Neben der coronabedingten Verschiebung des privaten Konsums weg von Dienstleistungen hin zu Indus­triegütern habe auch die synchrone kräftige Belebung der Konjunktur in China, den USA und Europa dazu geführt, dass sich die heimische Industrie kaum vor Aufträgen retten könne, erklärte Jörg Angelé, Senior Economist des Assetmanagers Bantleon. Er geht davon aus, dass der Auftragseingang noch Luft nach oben hat, da das größte Konjunkturmomentum in den USA und in Europa erst im zweiten Halbjahr erreicht werden dürfte. Ein Übertreffen des bisherigen Auftragsrekords von Ende 2017 ist Angelé zufolge in greifbare Nähe gerückt – der Abstand betrage „nur noch etwa 2%“.

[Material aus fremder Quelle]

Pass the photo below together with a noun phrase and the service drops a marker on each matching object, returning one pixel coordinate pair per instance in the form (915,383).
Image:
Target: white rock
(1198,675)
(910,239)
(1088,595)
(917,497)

Die Inlandsaufträge stiegen im März um 4,9%, die Auslandsbestellungen legten 1,6% zu, wobei der Anstieg der Orders aus dem restlichen Ausland (+2,2%) deutlich höher ausfiel als der aus den Ländern des Euroraums (+0,7%). Für LBBW-Ökonom Jens-Oliver Niklasch sind die Zahlen „durchaus ambivalent“ vor dem Hintergrund der zuletzt zunehmenden Diskussionen über eine mögliche Überhitzung der US-Konjunktur und damit verbundene Inflationsrisiken. „Bald werden wir vielleicht sogar schon sagen: Weniger wäre mehr“, mahnte Niklasch.

Derweil aber ist die deutsche Wirtschaft „auf ein kräftiges Wachstum programmiert“, wie VP-Bank-Chefökonom Gitzel erwartet. Nach Beendigung des Materialmangels werde der Aufschwung umso stärker sein. Spätestens im vierten Quartal sollten die globalen Material- und Logistikprozesse wieder laufen, so Gitzel. Allerdings, so prognostiziert DWS-Euopa-Chefvolkswirt Martin Moryson, werde es infolge der Pandemie weniger Just-in-Time-Produktion geben und die Hersteller würden mehr Vorprodukte lagern wollen. Angesichts der Industrieumsätze, die nach dem Minus von 1,8% im Februar im März preis-, saison- und kalenderbereinigt um 2,0% zulegten, sollte die Produktion bereits im März deutlich angesprungen sein. Ökonomen erwarten ein Plus von 2,2%. Destatis gibt die Zahlen am heutigen Freitag bekannt.